Title:  Learning Representations for Sensor Based Human Activity Recognition for Challenging Application Scenarios

Committee: 

Dr. Ploetz, Advisor        

Dr. Essa, Co-Advisor

Dr. Inan, Chair

Dr. Starner

Dr. Lane

Abstract: The objective of the proposed research is to develop self-supervised techniques for learning representations of wearable sensor data to recognize human activities, and to demonstrate their effectiveness on a diverse set of downstream applications. Driven by the ubiquitous nature of sensors such as accelerometers and gyroscopes on commodity wearables including smartwatches and smartphones, human activity recognition is at the forefront of  diverse applications such as health monitoring and fitness tracking. The conventional approach towards developing these systems involved utilizing statistical descriptors of sensor data as the features, in conjunction with classifiers. The conventional approach involved utilizing statistical descriptors of sensor data as the features, in conjunction with classifiers. The advent of deep learning combined the feature extraction and classification, while delivering state-of-the-art performance on small-scale datasets, typically collected in laboratory conditions. However, the limited scale and diversity of the datasets constrains the application of complex architectures, due to their reliance on large quantities of labeled data. In order to tackle this `sparse labeled dataset' problem, this dissertation proposes to apply the pretrain-then-finetune paradigm to wearable sensing, where large-scale unlabeled data is first utilized to learn representations that are subsequently tuned to specific activities under study. I first show how unsupervised learning using Autoencoders can be more effective than end-to-end training, when considering factors important for wearable sensing, thereby establishing the usefulness of leveraging unlabeled data. Aiming to improve the representation learning further, I introduce two self-supervised pretext tasks that are effective feature learners, along with an assessment of the state-of-the-field using a large-scale empirical study.

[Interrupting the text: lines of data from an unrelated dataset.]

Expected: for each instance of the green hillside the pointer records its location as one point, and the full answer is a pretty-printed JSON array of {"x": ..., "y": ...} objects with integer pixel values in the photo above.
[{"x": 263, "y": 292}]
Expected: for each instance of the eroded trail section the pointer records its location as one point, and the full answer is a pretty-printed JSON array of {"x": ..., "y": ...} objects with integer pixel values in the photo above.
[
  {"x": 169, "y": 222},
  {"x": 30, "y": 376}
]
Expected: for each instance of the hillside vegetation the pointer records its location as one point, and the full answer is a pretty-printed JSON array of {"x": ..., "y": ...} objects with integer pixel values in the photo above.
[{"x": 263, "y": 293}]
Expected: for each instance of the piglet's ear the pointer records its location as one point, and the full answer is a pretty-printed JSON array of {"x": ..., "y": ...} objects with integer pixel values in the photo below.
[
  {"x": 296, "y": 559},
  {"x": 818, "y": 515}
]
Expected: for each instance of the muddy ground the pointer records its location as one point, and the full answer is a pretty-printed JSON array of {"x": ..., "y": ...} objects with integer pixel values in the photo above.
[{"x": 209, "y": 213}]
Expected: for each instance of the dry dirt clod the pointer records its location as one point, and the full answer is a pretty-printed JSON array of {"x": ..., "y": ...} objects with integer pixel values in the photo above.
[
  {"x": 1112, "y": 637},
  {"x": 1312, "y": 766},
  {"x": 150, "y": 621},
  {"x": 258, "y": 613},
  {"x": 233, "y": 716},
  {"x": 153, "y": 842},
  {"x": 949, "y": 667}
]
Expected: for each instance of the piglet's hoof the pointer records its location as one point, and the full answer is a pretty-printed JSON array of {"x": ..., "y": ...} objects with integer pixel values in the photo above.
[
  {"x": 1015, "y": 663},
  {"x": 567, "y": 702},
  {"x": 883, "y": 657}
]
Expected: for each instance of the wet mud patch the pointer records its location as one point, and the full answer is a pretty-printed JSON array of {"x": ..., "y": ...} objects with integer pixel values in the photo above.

Further, I propose that learning representations that contain the structure inherent to human movements, i.e., the ability to break down complex movements into constituent parts, is beneficial for recognizing activities as well as a deeper analysis of the underlying movements.  At its core, this dissertation demonstrates the promise of the pretrain-then-finetune paradigm, enunciating the resulting advantages and shortcomings over utilizing traditional features and supervised deep learning.